Hasta este punto se han rescatado dos posturas feministas de diferente época y enfoque, pero se ha omitido una pregunta crucial: ¿tiene vigencia el feminismo? Amalia Boyer afirma que a la hora de hablar de filosofía feminista, una opinión altamente difundida recae en pensar al feminismo como algo obsoleto. Desde una aproximación hermenéutica a pensadoras como Judith Butler y Beatriz Preciado, se considera que lo que se necesita es un pensamiento pos-género y pos-feminista. Amalia se adhiere a la tesis continuista, concibe al trabajo de Butler y Preciado (así como de otras pensadoras) dentro de la historia del feminismo. Considero que la conferencia dictada por Preciado en el Hay Festival Cartagena 2014 brinda un fundamento fuerte a esta tesis. Preciado afirma que el feminismo sigue siendo un combate importante a modo de lucha contra las formas de ejercicio soberano y político de la masculinidad patriarcal. Lo queer no es un movimiento posfeminista. Más bien, es una fractura del feminismo , que no utiliza la noción de mujer y diferenciación de género como la piedra angular de la acción política. La teoría queer critica un feminismo liberal, blanco y heterosexual que toma como sujeto político a la mujer del norte y de clase media. Pero, ¿debe ser ésta mujer el sujeto del feminismo? Preciado afirma que una gran cantidad de sujetos como las mujeres no blancas, las lesbianas, los transexuales, las prostitutas y las mujeres con diversidad funcional, que son sujetos que han sido excluidos de la lucha feminista, son reivindicados por este tipo de feminismo de corte queer y se imponen como su sujeto político.

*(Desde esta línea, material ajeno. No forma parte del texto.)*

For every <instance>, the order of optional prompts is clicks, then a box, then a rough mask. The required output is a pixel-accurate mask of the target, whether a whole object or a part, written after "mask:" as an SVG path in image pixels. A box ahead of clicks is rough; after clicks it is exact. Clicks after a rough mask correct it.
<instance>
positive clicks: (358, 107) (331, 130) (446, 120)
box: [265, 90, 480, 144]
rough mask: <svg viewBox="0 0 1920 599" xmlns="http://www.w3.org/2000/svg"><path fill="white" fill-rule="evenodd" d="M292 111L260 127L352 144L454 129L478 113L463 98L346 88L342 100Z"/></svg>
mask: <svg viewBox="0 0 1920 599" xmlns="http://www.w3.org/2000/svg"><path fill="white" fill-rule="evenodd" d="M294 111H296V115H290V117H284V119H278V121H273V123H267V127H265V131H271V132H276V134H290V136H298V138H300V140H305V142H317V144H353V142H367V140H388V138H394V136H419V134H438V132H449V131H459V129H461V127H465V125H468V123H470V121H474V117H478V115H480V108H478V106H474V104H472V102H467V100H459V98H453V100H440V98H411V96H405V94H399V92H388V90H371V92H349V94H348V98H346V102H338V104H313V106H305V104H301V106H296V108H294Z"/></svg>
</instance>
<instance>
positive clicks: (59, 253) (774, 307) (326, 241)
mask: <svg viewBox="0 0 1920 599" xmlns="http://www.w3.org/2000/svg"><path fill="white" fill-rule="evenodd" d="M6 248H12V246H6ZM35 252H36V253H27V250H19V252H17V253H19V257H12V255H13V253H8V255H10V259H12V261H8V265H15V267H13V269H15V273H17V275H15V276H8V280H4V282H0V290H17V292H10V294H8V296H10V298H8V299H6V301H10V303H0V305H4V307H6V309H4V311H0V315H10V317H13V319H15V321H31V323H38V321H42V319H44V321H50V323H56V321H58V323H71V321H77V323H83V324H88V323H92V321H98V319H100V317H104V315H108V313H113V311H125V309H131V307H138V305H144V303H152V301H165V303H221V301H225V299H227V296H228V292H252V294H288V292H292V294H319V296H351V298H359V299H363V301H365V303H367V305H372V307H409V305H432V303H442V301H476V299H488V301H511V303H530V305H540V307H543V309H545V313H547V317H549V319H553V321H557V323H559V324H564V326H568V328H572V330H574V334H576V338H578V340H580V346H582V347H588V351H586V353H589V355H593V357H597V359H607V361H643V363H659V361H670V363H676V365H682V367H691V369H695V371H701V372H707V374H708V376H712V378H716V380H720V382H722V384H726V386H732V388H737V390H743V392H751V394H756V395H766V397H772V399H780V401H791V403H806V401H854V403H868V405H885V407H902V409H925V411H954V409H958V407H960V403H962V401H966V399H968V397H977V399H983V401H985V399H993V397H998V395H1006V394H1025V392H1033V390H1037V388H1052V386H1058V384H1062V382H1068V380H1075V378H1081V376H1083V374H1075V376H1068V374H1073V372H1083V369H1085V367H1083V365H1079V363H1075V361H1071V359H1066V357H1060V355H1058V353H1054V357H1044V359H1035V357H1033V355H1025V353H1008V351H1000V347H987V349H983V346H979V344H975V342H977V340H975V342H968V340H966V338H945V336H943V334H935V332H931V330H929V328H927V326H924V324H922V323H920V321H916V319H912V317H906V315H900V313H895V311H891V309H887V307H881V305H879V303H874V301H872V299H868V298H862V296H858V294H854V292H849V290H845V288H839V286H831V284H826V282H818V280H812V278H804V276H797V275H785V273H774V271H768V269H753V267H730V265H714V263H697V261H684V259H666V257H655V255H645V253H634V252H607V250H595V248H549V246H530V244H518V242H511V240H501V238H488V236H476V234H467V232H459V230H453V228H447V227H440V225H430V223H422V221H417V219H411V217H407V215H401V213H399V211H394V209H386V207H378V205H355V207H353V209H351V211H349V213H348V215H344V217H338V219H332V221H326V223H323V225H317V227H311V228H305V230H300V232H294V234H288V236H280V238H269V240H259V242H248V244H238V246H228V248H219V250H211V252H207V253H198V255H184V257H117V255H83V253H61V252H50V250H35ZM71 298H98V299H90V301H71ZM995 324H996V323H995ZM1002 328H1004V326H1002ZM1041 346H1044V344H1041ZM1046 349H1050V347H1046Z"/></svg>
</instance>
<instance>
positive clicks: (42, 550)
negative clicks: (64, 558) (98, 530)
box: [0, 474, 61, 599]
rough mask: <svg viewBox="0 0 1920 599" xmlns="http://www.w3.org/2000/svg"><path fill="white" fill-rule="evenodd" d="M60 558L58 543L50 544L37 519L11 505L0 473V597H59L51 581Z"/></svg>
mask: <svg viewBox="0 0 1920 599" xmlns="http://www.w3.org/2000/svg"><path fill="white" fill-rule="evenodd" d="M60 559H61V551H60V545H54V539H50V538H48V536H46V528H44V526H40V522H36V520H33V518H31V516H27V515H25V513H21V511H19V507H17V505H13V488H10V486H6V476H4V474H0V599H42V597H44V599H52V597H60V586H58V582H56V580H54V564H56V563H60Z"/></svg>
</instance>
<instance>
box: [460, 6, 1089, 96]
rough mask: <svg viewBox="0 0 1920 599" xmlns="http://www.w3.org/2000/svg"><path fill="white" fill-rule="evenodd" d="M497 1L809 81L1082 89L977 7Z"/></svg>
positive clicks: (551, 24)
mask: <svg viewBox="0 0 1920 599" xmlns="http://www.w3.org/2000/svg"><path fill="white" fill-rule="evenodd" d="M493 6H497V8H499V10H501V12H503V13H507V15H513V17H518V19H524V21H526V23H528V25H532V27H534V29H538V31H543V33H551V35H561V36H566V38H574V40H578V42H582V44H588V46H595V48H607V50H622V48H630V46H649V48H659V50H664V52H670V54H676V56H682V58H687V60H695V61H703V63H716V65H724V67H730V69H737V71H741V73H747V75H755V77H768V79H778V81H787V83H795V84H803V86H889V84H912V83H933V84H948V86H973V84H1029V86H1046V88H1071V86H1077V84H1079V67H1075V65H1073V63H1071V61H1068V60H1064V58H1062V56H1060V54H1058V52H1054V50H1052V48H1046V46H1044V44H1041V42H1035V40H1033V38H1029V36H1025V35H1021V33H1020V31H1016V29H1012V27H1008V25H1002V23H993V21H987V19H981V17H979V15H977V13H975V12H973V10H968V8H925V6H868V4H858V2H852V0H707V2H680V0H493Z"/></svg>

Los trabajos de las filosofas feministas, antes y después de Foucault, convergen en no limitar la explicación a la configuración de realidades, sino en ampliarla al lugar y efecto de su reproducción simbólica. Preciado afirma que el filósofo es (entre otras cosas) un escritor de ficción, al partir de ficciones políticas reales (que tienen solidez somática) se ve en la situación forzosa de crear contra ficciones que sirvan de herramientas para intervenir en las ficciones políticas vivas. Este movimiento, considero, está también presente en Beauvoir y Haraway. Para Beauvoir, el poner en cuestión al patriarcado y la situación de subordinación de la mujer, está dirigido a proponer una transformación de tal situación que produzca un cambio radical en la sociedad. La crítica de Haraway se dirige también a la creación de una “conversación cosmopolitica” en la cual animales, humanos y no humanos puedan sentarse en la misma mesa. El encuentro entre especies puede hacer posible un mundo diferente, en el cual la vida y el poder no sólo se debaten en el sentido del biopoder. En su Manifiesto Contrasexual Preciado no solo expone la violencia de la diferenciación hombre/mujer, homosexual/heterosexual, sino que propone un contrato contrasexual, en el cual los cuerpos se reconocen a sí mismos como sujetos parlantes con capacidad de ejecutar todas las prácticas significantes y posiciones de enunciación. Poner de manifiesto las contingencias de las ideologías y prácticas es solo parte de la labor del feminismo, también plantea tareas a la praxis y propone mundos distintos.